The other thing I'd say is that Buddhist groups often just ask for a contribution based on what you can afford. I paid £2 a week at my first sessions.

When I did an MBSR group they asked you to pay what you could afford based on your income. Weekend drop ins were often just put whatever coins you have in the tin.

Kleptronic · 31/08/2022 23:05

See if there are any Quakers local to you. Their real name is the Society of Friends and they are exactly that, no belief required whatsoever. You sit in silence for an hour; people may speak on a topic/issue/news item/thought or they may not. Once someone has spoken they don't speak again, so no-one dominates. My local ones have a Zoom option. Afterwards there is tea and cake (virtually over zoom!) and you can chat, or not. It is surprisingly moving sitting in silence with friendly people.

Kleptronic · 31/08/2022 23:07

Quakers are free and no-one is asked to 'join' either.

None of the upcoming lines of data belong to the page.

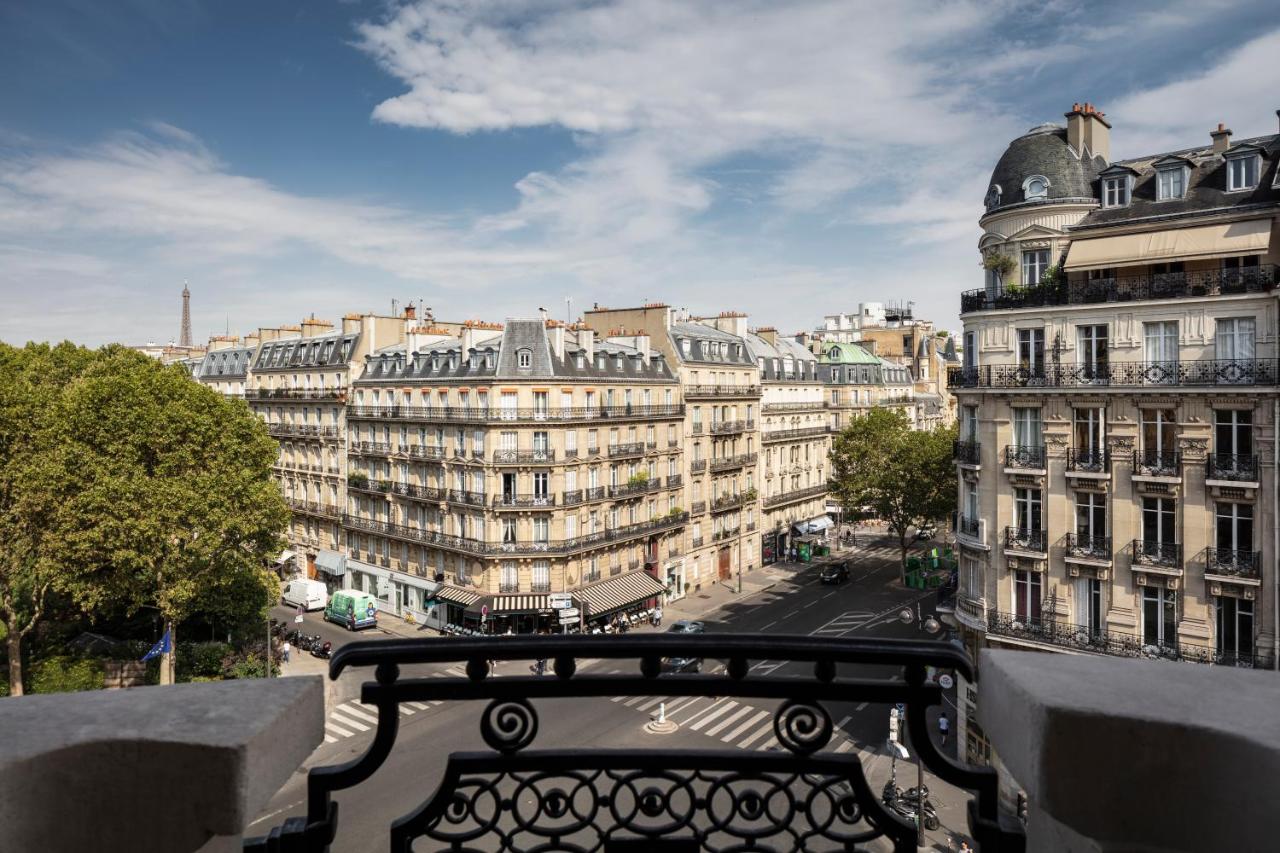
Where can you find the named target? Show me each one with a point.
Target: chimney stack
(1221, 138)
(1088, 131)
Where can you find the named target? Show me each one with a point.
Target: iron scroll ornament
(517, 798)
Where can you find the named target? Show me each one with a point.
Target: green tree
(36, 474)
(174, 507)
(906, 477)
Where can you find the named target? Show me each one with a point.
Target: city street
(795, 603)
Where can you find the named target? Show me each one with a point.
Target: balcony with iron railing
(1080, 546)
(1157, 556)
(1205, 373)
(1233, 564)
(1157, 463)
(1233, 468)
(1028, 541)
(1024, 457)
(967, 452)
(1128, 288)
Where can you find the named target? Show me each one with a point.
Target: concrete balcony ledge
(164, 769)
(1136, 755)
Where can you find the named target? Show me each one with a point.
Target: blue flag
(161, 647)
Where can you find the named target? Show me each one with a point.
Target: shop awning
(332, 562)
(1251, 237)
(608, 596)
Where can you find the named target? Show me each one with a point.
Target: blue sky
(492, 156)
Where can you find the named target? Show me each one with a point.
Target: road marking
(353, 724)
(730, 720)
(755, 735)
(712, 715)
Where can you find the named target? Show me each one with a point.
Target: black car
(836, 573)
(685, 664)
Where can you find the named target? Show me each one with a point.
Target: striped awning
(608, 596)
(457, 596)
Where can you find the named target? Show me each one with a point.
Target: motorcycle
(905, 803)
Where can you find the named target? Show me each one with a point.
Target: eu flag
(161, 647)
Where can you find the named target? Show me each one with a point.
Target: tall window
(1034, 263)
(1092, 342)
(1027, 596)
(1234, 628)
(1160, 616)
(1088, 605)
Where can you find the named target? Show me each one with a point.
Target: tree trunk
(14, 642)
(169, 660)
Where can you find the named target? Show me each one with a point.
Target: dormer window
(1242, 170)
(1115, 191)
(1036, 187)
(1171, 183)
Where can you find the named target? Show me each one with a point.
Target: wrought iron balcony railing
(1025, 539)
(1157, 463)
(1120, 374)
(1157, 555)
(1233, 466)
(1091, 460)
(1233, 562)
(515, 796)
(1025, 456)
(1118, 643)
(1157, 286)
(1079, 544)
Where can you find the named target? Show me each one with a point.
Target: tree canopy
(906, 477)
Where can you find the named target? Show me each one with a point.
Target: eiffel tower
(184, 338)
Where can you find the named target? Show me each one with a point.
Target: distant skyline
(492, 156)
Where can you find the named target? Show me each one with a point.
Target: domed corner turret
(1042, 167)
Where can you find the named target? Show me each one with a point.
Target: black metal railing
(967, 452)
(1156, 286)
(515, 797)
(1233, 562)
(1025, 539)
(1157, 555)
(1157, 463)
(1080, 544)
(1233, 466)
(1127, 374)
(1092, 460)
(1027, 456)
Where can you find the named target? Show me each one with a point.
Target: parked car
(835, 573)
(685, 664)
(305, 593)
(352, 610)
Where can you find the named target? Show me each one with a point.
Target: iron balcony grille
(1088, 460)
(1024, 539)
(1233, 562)
(1233, 466)
(1157, 555)
(515, 796)
(1157, 463)
(1027, 456)
(1160, 286)
(1120, 374)
(967, 452)
(1079, 544)
(1106, 642)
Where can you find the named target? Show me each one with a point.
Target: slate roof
(225, 364)
(1206, 187)
(1043, 150)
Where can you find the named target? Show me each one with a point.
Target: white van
(309, 594)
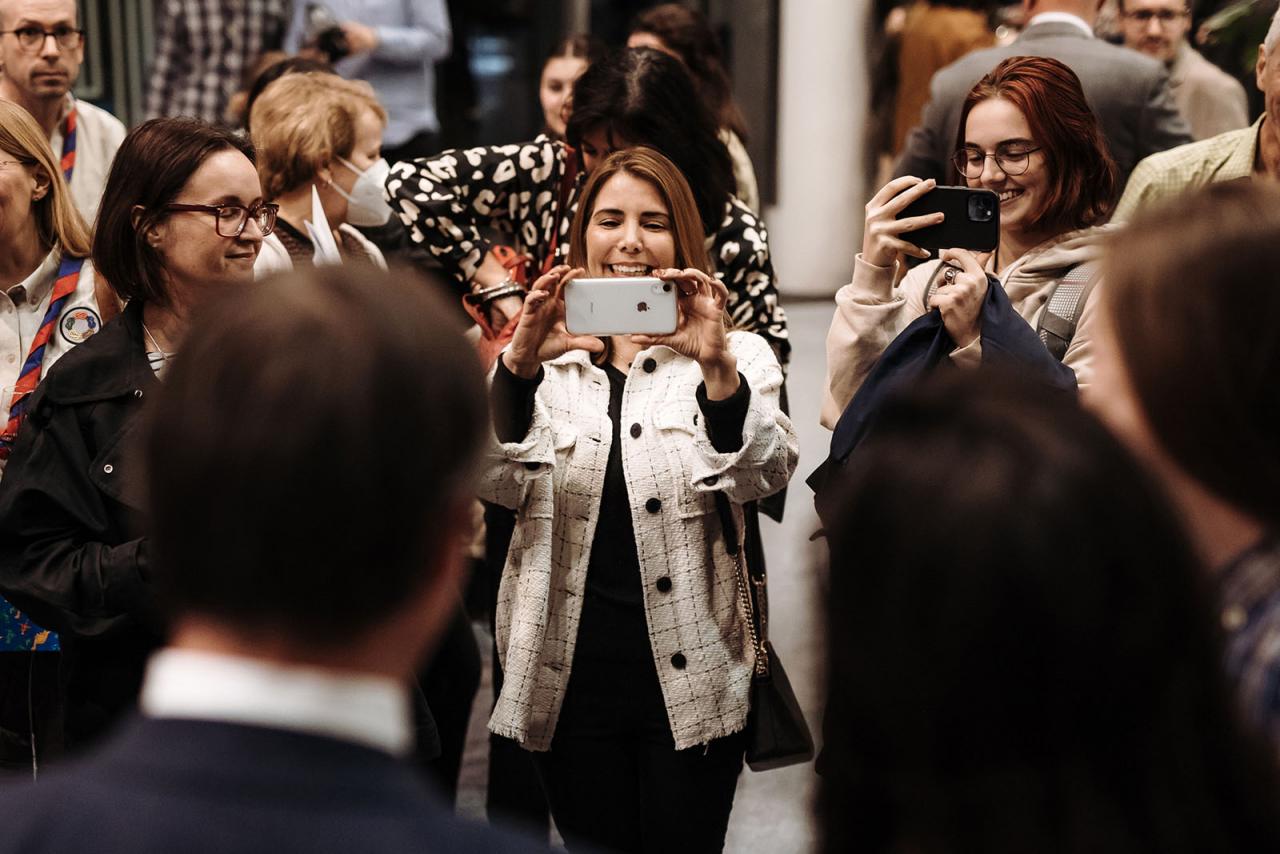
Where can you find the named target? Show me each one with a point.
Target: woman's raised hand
(960, 295)
(540, 334)
(700, 333)
(882, 238)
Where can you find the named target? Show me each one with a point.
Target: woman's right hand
(882, 238)
(540, 334)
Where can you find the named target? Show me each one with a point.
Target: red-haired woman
(1028, 135)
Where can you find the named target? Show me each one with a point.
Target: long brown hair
(1192, 297)
(56, 219)
(652, 167)
(1082, 176)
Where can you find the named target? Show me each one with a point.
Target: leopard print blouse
(451, 201)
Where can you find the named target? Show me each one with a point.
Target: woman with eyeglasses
(1027, 135)
(181, 223)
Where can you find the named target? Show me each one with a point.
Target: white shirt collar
(371, 711)
(1060, 17)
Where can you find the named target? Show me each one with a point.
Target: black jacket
(191, 786)
(72, 552)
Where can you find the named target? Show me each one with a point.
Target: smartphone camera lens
(982, 208)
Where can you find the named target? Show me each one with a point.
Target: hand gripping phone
(972, 219)
(620, 306)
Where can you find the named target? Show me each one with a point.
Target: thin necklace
(155, 343)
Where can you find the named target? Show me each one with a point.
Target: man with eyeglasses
(1211, 100)
(41, 50)
(1248, 154)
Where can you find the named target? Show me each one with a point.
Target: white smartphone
(620, 306)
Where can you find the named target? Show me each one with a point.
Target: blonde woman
(625, 653)
(48, 302)
(319, 131)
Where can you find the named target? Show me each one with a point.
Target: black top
(613, 625)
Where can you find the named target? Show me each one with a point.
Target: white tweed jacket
(554, 479)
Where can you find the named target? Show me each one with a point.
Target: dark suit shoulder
(197, 786)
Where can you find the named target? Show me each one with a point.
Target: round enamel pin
(80, 324)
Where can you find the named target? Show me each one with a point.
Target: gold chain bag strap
(777, 734)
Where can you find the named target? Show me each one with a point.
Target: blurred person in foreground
(1211, 100)
(1205, 416)
(41, 50)
(1249, 153)
(277, 718)
(1022, 654)
(182, 220)
(1127, 91)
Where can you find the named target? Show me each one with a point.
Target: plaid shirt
(204, 49)
(1249, 611)
(1226, 156)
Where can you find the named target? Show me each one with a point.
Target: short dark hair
(1022, 647)
(1083, 179)
(152, 165)
(647, 97)
(1193, 304)
(305, 448)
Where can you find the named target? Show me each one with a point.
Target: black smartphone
(972, 219)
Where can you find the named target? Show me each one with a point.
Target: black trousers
(613, 777)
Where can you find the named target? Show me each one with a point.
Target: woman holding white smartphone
(625, 651)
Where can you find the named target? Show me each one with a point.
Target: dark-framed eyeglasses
(33, 37)
(229, 220)
(1166, 17)
(1013, 159)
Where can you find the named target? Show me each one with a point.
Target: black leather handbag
(777, 734)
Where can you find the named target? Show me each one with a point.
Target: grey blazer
(1128, 91)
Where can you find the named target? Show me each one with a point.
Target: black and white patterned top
(446, 201)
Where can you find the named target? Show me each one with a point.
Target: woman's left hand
(700, 333)
(960, 296)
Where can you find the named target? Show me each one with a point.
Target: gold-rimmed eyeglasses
(33, 37)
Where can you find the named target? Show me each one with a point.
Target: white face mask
(365, 202)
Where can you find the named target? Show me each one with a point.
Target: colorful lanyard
(68, 277)
(69, 146)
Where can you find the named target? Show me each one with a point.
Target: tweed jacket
(871, 313)
(554, 482)
(1127, 91)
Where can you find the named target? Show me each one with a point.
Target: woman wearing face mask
(1028, 135)
(323, 132)
(624, 648)
(562, 68)
(181, 222)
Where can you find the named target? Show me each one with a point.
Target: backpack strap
(1065, 304)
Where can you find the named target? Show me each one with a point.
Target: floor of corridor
(773, 811)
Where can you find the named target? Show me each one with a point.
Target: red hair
(1082, 176)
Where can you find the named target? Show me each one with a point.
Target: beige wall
(816, 227)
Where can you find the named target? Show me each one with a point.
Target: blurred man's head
(41, 49)
(310, 461)
(1155, 27)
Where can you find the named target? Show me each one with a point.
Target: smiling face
(996, 124)
(49, 71)
(197, 257)
(629, 232)
(1155, 27)
(556, 86)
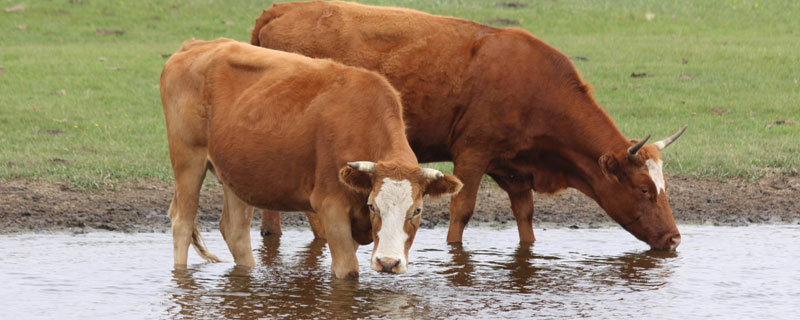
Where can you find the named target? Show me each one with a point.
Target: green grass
(743, 57)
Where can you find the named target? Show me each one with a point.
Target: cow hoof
(266, 233)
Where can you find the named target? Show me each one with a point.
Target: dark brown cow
(281, 131)
(494, 101)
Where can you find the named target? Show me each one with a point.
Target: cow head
(634, 192)
(394, 200)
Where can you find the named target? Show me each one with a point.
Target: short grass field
(79, 97)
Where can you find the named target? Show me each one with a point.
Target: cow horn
(429, 173)
(635, 148)
(363, 166)
(661, 144)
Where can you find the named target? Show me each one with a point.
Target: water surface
(717, 272)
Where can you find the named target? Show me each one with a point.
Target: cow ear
(609, 166)
(359, 181)
(446, 185)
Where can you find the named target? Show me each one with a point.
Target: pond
(717, 272)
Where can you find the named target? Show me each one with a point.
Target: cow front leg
(462, 205)
(235, 228)
(336, 223)
(316, 225)
(270, 223)
(522, 207)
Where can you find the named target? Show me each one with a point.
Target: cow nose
(388, 263)
(674, 242)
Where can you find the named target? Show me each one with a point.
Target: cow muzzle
(667, 242)
(389, 265)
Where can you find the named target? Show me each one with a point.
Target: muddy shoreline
(37, 206)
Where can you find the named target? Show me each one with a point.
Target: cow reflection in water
(290, 286)
(529, 272)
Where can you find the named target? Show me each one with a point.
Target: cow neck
(591, 134)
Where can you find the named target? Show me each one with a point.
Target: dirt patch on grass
(36, 206)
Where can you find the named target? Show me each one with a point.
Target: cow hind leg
(462, 205)
(235, 228)
(270, 223)
(189, 169)
(522, 207)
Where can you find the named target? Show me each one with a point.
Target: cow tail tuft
(200, 247)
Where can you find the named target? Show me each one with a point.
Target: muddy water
(748, 272)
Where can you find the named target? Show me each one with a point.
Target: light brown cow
(281, 131)
(494, 101)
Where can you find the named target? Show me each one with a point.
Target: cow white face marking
(393, 202)
(657, 174)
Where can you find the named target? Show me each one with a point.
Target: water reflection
(281, 287)
(528, 272)
(294, 281)
(461, 270)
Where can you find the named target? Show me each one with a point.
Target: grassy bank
(79, 98)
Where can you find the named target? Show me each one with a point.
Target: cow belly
(270, 175)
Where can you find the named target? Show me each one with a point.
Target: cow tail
(200, 247)
(266, 16)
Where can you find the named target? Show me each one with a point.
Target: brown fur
(494, 101)
(277, 128)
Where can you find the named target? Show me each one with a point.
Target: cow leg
(270, 223)
(462, 205)
(235, 228)
(522, 207)
(316, 226)
(189, 168)
(336, 222)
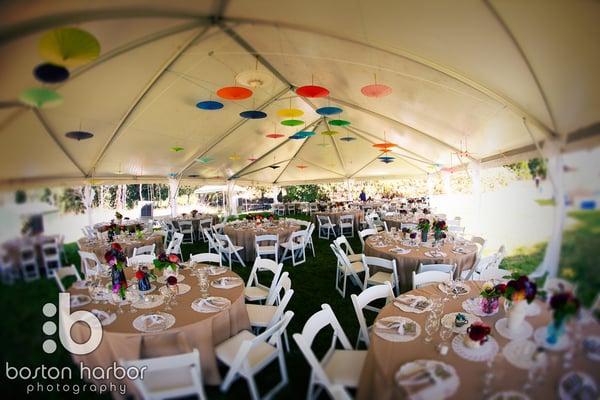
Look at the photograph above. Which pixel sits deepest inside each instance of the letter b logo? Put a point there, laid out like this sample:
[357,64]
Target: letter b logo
[66,319]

Buttingtons · 31/08/2022 23:07

And you would certainly not be the only worried, anxious or lonely person there at all. I ended up meeting several solitary people that came together for the same reason.

The other best thing I did at that point in my life was get a cat 😂 he is wonderful and an absolute gift, and I much prefer his company to 90% of humans.

BuddhaAtSea · 31/08/2022 23:18

I would wholeheartedly recommend you get a dog. They are amazing companions, they get you out of the house and they’re a great excuse to strike conversations with random people (if you’re in the mood).

And…you’re not alone!

Buttingtons · 31/08/2022 23:26

BuddhaAtSea · 31/08/2022 23:18

I would wholeheartedly recommend you get a dog. They are amazing companions, they get you out of the house and they’re a great excuse to strike conversations with random people (if you’re in the mood).

And…you’re not alone!

Yes! Animal friends 😂

I swear my good cat boy has been a far more positive influence in my life than X number of friends and romantic partners.

He does claw my trousers when I walk by him if I don't fuss him/occasionally disguise himself as the stair carpet so I nearly fall, but well worth it.

Cats and dogs are comical and wonderful companions. Highly recommended.

Seashellsandsand · 01/09/2022 07:58

I have two dogs. They force me out the door each day. I often speak to people when I’m out with them but it never goes beyond the usual conversations. One of the dogs pulls badly and is reactive to everything so I’m usually rushing to get home. They give me company but it’s just not the same.
I do have a DP but It’s not the same as having girl friends to natter with or go out with.